Катя остановилась перед дверью, из-за которой доносились эти звуки, и нажала кнопку звонка. За дверью раздалось заливистое соловьиное щелканье, флейта взвизгнула и замолчала на середине сердитой реплики, и Алеша Степанцов открыл дверь, как всегда, даже и не подумав спросить, кто там, или хотя бы посмотреть в глазок.

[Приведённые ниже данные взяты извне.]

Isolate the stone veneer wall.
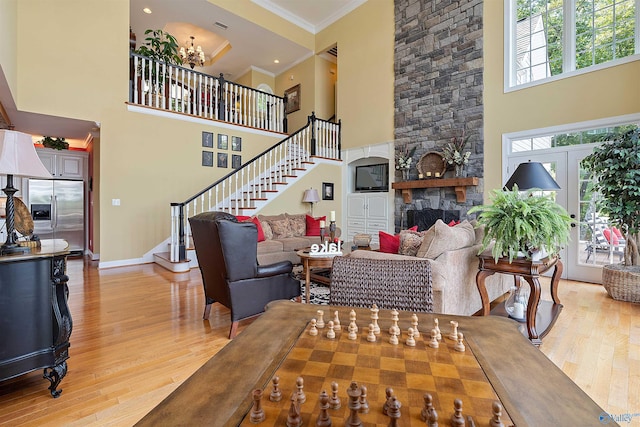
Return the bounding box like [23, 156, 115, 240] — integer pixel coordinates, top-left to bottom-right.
[395, 0, 484, 231]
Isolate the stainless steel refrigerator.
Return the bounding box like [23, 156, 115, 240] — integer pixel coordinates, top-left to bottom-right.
[28, 179, 85, 254]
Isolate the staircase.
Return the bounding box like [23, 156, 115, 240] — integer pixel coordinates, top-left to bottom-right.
[153, 113, 341, 272]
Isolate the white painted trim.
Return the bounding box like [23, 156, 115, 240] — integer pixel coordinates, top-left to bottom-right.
[127, 104, 287, 138]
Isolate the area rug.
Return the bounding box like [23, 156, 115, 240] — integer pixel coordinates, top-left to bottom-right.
[293, 266, 329, 305]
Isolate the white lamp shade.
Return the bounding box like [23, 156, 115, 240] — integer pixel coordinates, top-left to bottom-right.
[302, 188, 320, 203]
[0, 129, 52, 178]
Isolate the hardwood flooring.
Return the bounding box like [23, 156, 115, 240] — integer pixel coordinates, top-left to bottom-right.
[0, 260, 640, 426]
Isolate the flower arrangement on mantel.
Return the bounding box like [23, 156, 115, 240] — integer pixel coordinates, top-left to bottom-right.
[396, 144, 416, 179]
[442, 130, 471, 176]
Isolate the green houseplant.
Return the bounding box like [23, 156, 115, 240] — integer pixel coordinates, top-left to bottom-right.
[469, 186, 571, 262]
[582, 127, 640, 302]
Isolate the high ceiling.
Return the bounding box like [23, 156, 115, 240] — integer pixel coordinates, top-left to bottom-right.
[0, 0, 366, 145]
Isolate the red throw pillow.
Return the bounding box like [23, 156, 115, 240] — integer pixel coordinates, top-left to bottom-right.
[611, 227, 624, 239]
[236, 215, 264, 242]
[602, 228, 620, 245]
[305, 215, 329, 236]
[378, 225, 418, 254]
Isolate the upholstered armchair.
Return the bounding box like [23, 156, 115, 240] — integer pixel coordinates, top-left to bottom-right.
[189, 212, 300, 339]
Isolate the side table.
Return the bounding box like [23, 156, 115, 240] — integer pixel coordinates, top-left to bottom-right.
[476, 251, 562, 346]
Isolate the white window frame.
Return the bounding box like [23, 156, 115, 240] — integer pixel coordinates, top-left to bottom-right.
[504, 0, 640, 93]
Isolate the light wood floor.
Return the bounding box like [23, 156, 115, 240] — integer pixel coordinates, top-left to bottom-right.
[0, 260, 640, 426]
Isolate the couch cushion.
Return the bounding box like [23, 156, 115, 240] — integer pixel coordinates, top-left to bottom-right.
[278, 237, 311, 252]
[305, 215, 327, 236]
[258, 240, 284, 255]
[416, 219, 476, 259]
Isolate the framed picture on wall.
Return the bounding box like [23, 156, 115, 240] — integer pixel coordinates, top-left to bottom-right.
[202, 132, 213, 148]
[284, 84, 300, 114]
[231, 154, 242, 169]
[218, 153, 228, 168]
[322, 182, 333, 200]
[231, 136, 242, 151]
[218, 133, 229, 150]
[202, 151, 213, 167]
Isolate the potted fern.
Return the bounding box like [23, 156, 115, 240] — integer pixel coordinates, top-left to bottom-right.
[468, 186, 571, 262]
[582, 126, 640, 302]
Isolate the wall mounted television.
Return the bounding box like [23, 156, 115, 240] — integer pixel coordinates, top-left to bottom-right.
[355, 163, 389, 191]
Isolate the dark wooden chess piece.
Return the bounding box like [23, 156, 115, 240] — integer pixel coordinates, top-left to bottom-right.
[489, 401, 504, 427]
[420, 393, 433, 421]
[249, 389, 265, 424]
[269, 375, 282, 402]
[387, 396, 402, 427]
[345, 381, 362, 427]
[359, 385, 369, 414]
[316, 390, 332, 427]
[451, 399, 466, 427]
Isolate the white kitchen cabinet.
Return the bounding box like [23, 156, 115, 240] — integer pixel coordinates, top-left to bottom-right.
[36, 148, 88, 180]
[346, 192, 393, 244]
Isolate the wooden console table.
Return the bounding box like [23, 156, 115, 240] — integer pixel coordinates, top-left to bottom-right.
[0, 239, 72, 397]
[476, 251, 562, 346]
[391, 176, 478, 203]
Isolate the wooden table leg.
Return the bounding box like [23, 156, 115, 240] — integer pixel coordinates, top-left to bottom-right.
[476, 270, 495, 316]
[525, 276, 542, 346]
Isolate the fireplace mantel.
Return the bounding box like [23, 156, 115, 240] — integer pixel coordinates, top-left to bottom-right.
[391, 176, 478, 203]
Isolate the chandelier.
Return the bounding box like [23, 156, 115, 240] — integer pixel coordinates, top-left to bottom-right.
[180, 36, 204, 70]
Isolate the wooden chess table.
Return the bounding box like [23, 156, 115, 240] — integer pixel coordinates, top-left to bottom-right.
[138, 301, 615, 427]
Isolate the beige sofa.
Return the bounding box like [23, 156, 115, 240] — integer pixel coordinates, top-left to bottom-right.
[350, 220, 513, 315]
[257, 213, 340, 265]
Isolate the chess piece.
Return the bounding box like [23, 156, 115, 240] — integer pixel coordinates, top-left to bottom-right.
[316, 310, 324, 329]
[287, 393, 302, 427]
[405, 328, 416, 347]
[449, 320, 458, 341]
[333, 310, 342, 332]
[429, 329, 440, 348]
[269, 375, 282, 402]
[296, 377, 307, 405]
[316, 390, 332, 427]
[371, 304, 380, 335]
[389, 308, 400, 335]
[329, 381, 342, 409]
[451, 399, 466, 427]
[367, 323, 376, 342]
[420, 393, 433, 421]
[387, 396, 402, 427]
[327, 320, 336, 340]
[309, 319, 318, 337]
[411, 313, 420, 338]
[359, 385, 369, 414]
[382, 387, 393, 415]
[489, 401, 504, 427]
[345, 381, 362, 427]
[249, 389, 265, 424]
[453, 332, 465, 351]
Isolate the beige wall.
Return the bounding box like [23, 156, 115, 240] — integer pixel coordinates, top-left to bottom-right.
[316, 0, 395, 148]
[483, 1, 640, 191]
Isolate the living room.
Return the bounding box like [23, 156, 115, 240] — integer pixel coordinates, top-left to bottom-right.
[0, 0, 640, 426]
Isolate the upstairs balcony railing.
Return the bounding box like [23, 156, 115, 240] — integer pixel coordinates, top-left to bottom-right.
[129, 53, 287, 133]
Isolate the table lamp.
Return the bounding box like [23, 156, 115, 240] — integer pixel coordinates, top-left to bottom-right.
[0, 129, 52, 255]
[504, 162, 560, 190]
[302, 188, 320, 216]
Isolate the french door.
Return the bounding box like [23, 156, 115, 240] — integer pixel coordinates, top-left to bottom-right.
[504, 145, 604, 283]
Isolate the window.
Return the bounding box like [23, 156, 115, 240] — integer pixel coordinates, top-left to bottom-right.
[505, 0, 640, 87]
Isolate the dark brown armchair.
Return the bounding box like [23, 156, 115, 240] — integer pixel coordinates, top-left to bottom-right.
[189, 212, 300, 339]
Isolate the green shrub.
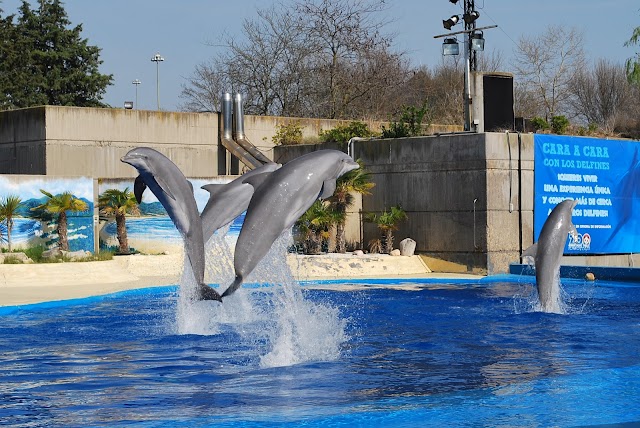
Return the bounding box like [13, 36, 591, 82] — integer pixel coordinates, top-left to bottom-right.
[382, 101, 431, 138]
[551, 116, 569, 135]
[271, 122, 302, 146]
[319, 121, 375, 147]
[531, 116, 550, 131]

Он остановился на пороге, близоруко щурясь — в последние годы у него сильно ухудшилось зрение, — по-прежнему ангелоподобный, длинноволосый, просто мечта любого гомосексуалиста (Кате, между прочим, порой казалось, что так оно и есть на самом деле). Одет он был по обыкновению в сильно растянутый свитер без ворота и разваливающиеся от старости, но очень чистые джинсы. Флейта, конечно же, тоже была здесь: торчала у него из под мышки, как градусник.
— Привет, — сказала Катя.
— А, Катюша, — узнав, сказал он без удивления. — Заходи. Чаю выпьешь?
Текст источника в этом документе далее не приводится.